Think About Structure:

Does you story play out naturally in three acts?

Is there an immediate disturbance to the Lead's world?

Does the first doorway of no return occur before the one-fifth mark?

Are the stakes being raised sufficiently?

Does the second doorway of no return put the Lead on the path to the climax?

Does the rhythm of the sotyr match your intent? If this is an action novel, does the plot move relentlessly forward? If this is a character-driven novel, do the scenes delve deeply enough?

Are there strongly motivated characters?

Have coincidence been established?

Is something happeing immediately at the beginning? Did you establish a person in a setting with a problem, onfronted with change or threat?

Is the timeline logical?

Is the story too predictable in terms of sequence? Should it be rearranged?

About Your Lead Character:

Is the character memorable? Compelling? Enough to carry a reader all the way through the plot?

A lead character has to jump off the page. Does yours?

Does this character avoid cliches? Is he capable of surprising us?

What's unique about the character?

Is the character's objective strong enough?

How does the character grow over the course of the story?

How does the character demonstrate inner strength?

About Your Opposition:

Is your oppositing character interesting?

Is he fully realized, not just a cardboard cutout?

Is he justified (at least in his own mind) in his actions?

Is he believable?

Is he strong as or stronger than the Lead?

About Your Story's Adhesive Nature:

Is the conflcit between the Lead and opposition crucial for both?

Why can't they just walk away? What holds them together?

About Your Scene:

Are the big scenes big enough? Surprising enough? Can you make them more original, unanticipated, and draw them out for all they are worth?

Is there enough conflict in the scenes?

What is the least memorable scene? Cut it!

What else can be cut in order to move the story relentlessly forward?

Does the climactic scene come too fast (through a writer fatigue)? Can you make it more, write it for all it's worth?

Does we need a new minor subplot to build up a saggin midsection?

About Your Minor Characters:

What is their purpose in the plot?

Are they unique and colorful?

Polishing Questions:

Are you hooking the reader from the beginning?

Are suspenseful scenes drawn out for the ultimate tension?

Can any information be delayed?
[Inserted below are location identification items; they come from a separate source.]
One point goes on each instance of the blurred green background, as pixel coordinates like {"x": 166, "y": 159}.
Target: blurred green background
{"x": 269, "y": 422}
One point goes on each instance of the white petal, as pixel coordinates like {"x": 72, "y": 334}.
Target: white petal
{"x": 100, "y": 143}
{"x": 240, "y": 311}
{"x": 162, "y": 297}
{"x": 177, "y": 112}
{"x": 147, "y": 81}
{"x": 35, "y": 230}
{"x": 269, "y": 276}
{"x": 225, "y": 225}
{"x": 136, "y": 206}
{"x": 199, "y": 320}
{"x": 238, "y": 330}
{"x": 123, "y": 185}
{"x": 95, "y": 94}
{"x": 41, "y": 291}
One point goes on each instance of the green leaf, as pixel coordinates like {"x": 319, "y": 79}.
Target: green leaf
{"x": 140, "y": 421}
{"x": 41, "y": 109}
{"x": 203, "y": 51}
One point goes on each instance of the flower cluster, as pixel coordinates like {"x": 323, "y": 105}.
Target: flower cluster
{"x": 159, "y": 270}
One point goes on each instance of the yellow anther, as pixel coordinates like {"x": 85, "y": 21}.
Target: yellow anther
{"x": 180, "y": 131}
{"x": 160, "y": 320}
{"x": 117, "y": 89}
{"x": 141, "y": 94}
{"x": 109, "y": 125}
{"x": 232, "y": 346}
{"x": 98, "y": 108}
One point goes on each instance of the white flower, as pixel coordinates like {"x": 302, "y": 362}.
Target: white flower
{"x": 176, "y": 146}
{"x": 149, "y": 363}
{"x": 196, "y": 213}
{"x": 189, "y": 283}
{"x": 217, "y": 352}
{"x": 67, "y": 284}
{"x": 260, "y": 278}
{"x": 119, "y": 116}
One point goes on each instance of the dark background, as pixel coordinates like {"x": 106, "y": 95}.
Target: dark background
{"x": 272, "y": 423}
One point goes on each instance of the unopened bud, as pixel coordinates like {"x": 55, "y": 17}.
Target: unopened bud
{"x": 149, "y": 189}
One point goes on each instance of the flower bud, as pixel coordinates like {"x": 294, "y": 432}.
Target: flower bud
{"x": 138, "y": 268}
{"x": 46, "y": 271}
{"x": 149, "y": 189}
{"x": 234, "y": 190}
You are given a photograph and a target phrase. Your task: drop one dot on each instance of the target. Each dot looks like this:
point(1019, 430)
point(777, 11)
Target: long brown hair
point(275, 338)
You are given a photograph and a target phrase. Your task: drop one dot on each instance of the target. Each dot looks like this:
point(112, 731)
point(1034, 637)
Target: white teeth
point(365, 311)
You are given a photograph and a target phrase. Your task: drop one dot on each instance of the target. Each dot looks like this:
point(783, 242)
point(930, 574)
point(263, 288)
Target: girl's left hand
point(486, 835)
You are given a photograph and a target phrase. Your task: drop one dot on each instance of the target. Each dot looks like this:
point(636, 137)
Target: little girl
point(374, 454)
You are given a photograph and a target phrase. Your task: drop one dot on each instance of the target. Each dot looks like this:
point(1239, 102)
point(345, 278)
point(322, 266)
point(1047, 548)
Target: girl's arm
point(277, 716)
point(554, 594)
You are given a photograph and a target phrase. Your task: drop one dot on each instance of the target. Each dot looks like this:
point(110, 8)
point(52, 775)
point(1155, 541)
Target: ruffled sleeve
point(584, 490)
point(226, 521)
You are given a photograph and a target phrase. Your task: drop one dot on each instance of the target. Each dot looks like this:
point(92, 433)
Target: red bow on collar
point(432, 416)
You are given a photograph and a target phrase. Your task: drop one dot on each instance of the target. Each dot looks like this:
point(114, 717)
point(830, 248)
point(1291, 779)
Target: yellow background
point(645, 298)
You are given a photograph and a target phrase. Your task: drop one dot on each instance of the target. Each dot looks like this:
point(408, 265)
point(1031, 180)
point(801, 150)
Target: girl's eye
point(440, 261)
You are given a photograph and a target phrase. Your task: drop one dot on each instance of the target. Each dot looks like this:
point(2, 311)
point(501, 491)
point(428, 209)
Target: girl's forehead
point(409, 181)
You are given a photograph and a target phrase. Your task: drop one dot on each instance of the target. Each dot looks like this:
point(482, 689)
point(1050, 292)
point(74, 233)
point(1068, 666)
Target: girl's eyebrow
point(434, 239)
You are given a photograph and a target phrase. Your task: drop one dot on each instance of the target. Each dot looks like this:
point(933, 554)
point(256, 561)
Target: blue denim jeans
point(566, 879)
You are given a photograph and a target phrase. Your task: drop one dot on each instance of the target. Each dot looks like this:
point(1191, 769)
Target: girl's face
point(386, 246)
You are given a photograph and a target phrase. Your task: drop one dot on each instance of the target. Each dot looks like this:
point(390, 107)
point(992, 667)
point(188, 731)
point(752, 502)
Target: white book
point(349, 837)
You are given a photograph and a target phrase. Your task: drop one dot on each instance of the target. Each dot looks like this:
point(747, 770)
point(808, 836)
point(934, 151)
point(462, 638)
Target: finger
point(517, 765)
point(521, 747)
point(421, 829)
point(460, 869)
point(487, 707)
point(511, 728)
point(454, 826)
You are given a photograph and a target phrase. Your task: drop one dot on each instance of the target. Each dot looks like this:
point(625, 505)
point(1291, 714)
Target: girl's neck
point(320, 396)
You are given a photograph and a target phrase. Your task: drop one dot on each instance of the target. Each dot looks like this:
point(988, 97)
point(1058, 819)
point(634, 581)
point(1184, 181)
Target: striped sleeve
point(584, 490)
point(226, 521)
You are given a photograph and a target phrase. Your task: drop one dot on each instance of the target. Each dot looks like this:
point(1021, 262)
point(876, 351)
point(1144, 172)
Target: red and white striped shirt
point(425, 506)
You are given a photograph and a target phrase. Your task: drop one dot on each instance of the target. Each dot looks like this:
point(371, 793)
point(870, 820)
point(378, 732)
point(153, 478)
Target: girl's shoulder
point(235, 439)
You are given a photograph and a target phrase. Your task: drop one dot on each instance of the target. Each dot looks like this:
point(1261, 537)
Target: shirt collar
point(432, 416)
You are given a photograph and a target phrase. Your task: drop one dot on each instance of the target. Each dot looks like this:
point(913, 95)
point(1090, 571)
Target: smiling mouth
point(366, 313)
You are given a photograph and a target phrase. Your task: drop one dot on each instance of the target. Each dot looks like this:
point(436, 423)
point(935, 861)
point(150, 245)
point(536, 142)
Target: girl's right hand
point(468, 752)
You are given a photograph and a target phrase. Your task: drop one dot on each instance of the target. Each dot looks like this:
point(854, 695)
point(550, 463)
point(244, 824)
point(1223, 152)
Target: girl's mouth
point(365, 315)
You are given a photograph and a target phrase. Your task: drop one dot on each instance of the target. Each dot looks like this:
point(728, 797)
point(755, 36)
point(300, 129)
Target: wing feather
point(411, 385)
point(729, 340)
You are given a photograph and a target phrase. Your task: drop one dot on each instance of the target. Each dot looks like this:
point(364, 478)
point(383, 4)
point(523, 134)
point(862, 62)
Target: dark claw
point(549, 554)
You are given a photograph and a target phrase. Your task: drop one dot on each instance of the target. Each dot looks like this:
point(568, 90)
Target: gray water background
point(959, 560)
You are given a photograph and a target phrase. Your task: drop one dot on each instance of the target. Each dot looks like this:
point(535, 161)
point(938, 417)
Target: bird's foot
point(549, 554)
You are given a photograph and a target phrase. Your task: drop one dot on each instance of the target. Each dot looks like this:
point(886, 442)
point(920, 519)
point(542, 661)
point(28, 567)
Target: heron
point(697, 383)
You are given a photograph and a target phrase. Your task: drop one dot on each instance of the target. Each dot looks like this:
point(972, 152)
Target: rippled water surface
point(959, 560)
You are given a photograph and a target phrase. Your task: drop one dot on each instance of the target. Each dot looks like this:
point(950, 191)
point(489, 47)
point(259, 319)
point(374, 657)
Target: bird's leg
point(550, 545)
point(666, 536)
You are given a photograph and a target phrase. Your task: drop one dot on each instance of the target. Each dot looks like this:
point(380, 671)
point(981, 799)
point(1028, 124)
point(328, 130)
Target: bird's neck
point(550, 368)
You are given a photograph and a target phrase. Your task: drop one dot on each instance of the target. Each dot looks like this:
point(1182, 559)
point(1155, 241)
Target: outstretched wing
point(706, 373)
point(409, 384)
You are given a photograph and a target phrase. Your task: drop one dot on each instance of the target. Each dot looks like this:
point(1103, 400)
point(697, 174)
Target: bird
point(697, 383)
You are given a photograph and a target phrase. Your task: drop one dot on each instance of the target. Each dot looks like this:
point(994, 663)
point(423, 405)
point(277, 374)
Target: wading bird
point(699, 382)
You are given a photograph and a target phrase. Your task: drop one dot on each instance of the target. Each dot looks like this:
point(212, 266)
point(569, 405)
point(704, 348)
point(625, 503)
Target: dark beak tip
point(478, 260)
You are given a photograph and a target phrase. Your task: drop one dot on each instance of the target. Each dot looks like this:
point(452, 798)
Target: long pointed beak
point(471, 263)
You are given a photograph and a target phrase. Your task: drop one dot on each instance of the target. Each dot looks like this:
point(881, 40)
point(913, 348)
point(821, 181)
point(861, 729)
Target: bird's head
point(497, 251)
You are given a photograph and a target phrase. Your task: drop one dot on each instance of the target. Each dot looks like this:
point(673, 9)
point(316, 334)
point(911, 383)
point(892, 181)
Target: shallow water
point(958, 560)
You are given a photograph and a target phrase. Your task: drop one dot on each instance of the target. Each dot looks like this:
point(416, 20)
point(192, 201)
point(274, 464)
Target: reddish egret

This creates tension in the reader, always a good thing.

Are there enough surprises?

Are character-reaction scenes deep and interesting?

Read chapter ending for read-on prompts

Are there places you can replace describing how a character feels with actions?

Do I use visual, sensory-laden words?

For a Dialogue Read-Through:

Dialogue is almost always strengthened by cutting words within the lines.

In dialogue, be fair to both sides. Don't give one character all the good lines.

Greate dialogue surprises the reader and creates tension. View it like a game, where the players are trying to outfox each other.

Can you get more conflict into dialogue, even emong allies?